Region Addressing mode

adopt zookeeper.META, There are mainly the following steps :

1. Client request ZK obtain .META. Where RegionServer Of Address .

2. Client request .META. Where RegionServer obtain Where to access the data RegionServer Address ,client Will .META. Information about cache Come down , For next quick access .

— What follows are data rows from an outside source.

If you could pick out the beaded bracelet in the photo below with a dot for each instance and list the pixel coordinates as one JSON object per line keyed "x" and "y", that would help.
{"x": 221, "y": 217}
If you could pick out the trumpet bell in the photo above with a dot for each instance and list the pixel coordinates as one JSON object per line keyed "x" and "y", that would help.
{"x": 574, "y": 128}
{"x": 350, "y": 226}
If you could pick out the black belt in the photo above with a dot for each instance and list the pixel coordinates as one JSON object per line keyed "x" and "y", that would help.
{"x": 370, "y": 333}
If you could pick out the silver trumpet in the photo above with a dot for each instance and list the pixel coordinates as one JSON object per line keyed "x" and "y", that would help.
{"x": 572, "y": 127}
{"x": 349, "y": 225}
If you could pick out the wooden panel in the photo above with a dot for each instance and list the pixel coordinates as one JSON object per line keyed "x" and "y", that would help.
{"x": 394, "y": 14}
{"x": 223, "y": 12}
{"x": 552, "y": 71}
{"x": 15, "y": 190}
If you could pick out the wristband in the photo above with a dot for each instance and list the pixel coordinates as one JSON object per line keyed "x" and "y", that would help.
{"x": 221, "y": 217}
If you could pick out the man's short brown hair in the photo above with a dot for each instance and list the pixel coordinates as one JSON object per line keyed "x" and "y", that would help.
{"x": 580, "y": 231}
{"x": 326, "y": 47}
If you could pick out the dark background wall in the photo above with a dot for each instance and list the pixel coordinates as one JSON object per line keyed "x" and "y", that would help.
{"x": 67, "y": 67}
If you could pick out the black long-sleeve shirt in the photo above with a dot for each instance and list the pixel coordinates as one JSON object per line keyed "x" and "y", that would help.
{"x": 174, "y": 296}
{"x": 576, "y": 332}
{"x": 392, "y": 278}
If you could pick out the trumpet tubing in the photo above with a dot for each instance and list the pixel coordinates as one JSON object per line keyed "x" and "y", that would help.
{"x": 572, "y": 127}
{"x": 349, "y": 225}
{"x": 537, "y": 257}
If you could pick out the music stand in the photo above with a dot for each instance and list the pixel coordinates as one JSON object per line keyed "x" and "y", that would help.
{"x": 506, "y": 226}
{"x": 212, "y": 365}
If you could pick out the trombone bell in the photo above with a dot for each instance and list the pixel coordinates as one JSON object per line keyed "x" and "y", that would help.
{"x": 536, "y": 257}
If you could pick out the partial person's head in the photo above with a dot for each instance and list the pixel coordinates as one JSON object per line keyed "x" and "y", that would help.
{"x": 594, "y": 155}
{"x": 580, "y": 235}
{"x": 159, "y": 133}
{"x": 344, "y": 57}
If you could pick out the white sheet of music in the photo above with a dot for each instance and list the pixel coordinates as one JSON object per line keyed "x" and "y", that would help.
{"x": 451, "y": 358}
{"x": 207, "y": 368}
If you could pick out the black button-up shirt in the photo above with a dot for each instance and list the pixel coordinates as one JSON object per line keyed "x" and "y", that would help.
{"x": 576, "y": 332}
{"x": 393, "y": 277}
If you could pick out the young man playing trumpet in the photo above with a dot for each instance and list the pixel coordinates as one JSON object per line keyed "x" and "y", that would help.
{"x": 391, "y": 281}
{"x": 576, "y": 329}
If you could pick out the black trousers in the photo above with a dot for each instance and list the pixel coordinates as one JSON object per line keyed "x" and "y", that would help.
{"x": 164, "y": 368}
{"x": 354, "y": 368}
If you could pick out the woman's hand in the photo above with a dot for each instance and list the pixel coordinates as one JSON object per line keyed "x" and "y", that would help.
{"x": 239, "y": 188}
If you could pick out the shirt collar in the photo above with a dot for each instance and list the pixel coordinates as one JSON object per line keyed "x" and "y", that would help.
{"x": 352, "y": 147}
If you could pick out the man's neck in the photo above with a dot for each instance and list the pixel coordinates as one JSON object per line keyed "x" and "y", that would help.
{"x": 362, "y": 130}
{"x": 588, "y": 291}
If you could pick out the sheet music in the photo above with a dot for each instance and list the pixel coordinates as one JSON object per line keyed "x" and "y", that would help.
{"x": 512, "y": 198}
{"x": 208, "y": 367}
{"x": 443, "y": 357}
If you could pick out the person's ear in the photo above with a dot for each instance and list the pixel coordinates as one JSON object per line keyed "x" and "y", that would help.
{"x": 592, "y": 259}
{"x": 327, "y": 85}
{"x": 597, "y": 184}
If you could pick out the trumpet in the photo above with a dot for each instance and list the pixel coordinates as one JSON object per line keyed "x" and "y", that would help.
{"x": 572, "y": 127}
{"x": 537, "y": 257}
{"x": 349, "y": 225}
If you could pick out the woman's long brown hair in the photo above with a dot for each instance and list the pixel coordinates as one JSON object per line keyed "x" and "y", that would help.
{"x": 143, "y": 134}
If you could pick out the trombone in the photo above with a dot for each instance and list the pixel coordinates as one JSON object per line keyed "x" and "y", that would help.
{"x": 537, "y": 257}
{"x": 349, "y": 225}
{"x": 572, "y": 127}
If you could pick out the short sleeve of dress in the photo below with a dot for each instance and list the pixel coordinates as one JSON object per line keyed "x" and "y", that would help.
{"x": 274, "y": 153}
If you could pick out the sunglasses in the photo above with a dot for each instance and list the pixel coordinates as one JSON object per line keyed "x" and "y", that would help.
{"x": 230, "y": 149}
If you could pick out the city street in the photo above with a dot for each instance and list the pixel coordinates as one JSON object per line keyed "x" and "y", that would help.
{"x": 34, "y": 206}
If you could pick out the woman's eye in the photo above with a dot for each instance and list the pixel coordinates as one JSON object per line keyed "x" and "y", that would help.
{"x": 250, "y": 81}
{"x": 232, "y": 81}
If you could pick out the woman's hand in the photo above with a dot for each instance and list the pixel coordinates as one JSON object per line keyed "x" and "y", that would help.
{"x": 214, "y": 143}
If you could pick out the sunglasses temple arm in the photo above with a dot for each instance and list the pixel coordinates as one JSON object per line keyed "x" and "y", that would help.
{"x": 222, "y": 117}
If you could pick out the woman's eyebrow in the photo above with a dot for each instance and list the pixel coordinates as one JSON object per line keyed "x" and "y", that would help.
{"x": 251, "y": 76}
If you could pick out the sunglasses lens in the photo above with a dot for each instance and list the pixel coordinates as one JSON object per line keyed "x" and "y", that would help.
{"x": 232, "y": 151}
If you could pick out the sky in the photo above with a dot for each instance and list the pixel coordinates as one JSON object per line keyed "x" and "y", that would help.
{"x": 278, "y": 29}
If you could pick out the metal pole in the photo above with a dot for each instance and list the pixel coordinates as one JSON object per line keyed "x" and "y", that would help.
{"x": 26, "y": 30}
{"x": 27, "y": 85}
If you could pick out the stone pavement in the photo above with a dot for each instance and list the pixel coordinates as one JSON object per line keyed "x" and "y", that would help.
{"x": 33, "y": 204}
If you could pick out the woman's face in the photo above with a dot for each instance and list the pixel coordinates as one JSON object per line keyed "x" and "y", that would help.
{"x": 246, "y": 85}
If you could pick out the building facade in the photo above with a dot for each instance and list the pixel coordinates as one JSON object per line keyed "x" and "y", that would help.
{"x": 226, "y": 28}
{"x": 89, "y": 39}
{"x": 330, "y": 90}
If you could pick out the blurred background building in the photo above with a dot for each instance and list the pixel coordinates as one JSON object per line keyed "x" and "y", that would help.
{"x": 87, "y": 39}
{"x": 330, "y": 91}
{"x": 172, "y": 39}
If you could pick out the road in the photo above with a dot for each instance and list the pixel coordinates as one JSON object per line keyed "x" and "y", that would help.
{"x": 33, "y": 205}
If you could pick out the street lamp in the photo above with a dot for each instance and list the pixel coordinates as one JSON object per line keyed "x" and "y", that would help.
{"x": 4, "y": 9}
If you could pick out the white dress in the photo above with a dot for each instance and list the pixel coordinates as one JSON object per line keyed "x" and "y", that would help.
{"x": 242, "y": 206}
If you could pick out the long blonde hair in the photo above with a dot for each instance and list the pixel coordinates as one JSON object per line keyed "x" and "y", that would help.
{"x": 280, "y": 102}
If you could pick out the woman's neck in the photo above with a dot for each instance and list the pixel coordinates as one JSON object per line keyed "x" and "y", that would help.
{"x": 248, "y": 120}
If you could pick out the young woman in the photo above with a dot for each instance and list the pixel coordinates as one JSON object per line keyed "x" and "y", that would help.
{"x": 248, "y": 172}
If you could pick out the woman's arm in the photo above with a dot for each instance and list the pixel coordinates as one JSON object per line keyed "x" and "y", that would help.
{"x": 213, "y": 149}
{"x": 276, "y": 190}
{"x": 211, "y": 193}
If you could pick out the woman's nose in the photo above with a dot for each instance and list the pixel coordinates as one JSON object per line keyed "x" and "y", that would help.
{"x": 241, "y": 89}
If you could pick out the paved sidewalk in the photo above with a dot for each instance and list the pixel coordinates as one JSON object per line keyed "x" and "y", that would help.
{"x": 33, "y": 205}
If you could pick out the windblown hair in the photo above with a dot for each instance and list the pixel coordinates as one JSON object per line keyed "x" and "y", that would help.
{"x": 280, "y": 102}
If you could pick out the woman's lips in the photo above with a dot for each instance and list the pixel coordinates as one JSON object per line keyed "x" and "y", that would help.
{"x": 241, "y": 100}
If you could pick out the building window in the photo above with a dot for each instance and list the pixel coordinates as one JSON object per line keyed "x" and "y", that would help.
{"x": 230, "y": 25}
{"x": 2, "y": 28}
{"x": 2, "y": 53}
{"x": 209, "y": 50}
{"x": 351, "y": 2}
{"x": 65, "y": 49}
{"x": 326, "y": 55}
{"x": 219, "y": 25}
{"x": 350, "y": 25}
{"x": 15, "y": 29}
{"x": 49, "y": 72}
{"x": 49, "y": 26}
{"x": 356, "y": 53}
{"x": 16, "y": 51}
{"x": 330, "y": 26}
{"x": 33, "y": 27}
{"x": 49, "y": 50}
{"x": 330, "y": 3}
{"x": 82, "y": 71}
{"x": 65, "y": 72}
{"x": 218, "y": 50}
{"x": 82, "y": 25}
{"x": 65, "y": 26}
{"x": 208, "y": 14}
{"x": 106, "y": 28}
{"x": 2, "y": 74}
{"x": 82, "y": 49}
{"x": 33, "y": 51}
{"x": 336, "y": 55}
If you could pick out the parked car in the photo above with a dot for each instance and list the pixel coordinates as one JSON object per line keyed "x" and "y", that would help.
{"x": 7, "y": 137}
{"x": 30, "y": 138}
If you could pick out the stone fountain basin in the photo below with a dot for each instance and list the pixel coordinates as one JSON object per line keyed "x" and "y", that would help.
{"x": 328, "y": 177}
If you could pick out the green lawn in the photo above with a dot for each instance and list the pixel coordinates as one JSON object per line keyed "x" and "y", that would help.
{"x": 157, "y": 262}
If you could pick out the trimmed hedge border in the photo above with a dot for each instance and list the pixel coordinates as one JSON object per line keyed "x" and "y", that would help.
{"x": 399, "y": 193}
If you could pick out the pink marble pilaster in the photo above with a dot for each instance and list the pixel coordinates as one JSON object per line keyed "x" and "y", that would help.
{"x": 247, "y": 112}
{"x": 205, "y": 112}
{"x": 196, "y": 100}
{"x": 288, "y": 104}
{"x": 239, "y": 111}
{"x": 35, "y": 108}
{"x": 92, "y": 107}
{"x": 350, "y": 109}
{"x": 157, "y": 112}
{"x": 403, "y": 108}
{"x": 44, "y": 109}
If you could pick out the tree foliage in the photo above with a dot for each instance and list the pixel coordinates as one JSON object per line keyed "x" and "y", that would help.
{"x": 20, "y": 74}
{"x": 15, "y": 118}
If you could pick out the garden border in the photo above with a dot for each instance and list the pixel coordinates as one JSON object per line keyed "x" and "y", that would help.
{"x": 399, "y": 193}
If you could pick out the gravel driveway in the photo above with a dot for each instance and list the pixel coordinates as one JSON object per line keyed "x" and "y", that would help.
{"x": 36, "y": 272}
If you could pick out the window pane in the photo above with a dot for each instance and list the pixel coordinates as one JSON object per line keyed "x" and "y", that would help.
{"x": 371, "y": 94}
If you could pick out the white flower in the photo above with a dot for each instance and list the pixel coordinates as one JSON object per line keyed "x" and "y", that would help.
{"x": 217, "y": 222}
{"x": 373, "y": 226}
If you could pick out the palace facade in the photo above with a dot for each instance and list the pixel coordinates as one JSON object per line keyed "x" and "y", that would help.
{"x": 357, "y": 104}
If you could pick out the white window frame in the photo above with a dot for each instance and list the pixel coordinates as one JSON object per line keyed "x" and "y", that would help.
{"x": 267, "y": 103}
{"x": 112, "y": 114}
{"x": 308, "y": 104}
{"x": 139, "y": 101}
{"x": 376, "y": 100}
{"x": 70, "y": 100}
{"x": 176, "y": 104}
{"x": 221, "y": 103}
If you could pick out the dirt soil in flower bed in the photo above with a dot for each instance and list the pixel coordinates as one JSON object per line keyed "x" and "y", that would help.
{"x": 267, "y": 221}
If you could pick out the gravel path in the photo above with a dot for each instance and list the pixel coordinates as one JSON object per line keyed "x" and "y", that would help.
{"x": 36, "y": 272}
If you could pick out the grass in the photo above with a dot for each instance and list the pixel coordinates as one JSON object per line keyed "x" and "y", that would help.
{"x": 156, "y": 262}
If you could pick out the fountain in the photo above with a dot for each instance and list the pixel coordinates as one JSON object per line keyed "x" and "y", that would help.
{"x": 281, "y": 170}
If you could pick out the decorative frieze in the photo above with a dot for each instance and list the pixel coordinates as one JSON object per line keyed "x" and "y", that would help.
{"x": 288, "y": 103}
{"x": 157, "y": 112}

3. Client Where the request data is located RegionServer, Get the data you need .

HDFS

HDFS by Hbase Provide the ultimate Underlying data storage services , Also for Hbase Provide High availability (Hlog Stored in HDFS) Support for .

HBase Components

Column Family Column family

Column Family Also called Column family ,Hbase Dividing data storage by column family , Any number of columns can be included under the column family , Achieve flexible Data access .Hbase The column family must be specified when the table is created . Just as you must specify specific columns when creating a relational database .Hbase The more families, the better , The official recommendation is that the lineage should be less than or equal to 3. The scenarios we use are generally 1 Family of columns .

Rowkey

Rowkey The concept and mysql The primary keys in are exactly the same ,Hbase Use Rowkey Come on The only difference Data in a row .Hbase Only support 3 There are several ways to query : be based on Rowkey Of Single line query , be based on Rowkey Of Range scan , Full table scan .

Region Partition

Region:Region And the concept of relational database Partition or partition almost .Hbase The data of a large table will be based on Rowkey Of Different ranges Assign to different Region in , Every Region Responsible for a certain range of data access and storage . So even if it's a huge watch , Because of being cut into different region, It's a visit The delay is also very low .

TimeStamp Many versions

TimeStamp It's the realization of Hbase Many versions The key to . stay Hbase Using different timestame To identify the same rowkey Different versions of data corresponding to rows . When writing data , If the user does not specify the corresponding timestamp,Hbase Meeting Automatic addition One timestamp,timestamp And server time bring into correspondence with . stay Hbase in , identical rowkey According to timestamp Reverse order . The latest version is queried by default , User access Appoint timestamp To read data from older versions .

Hbase Write logic

Hbase Write process

There are three main steps :

1. Client Get data written to Region Where RegionServer

2. Request write Hlog, Hlog Stored in HDFS, When RegionServer Something unusual happened , Need to use Hlog Come on Restore data .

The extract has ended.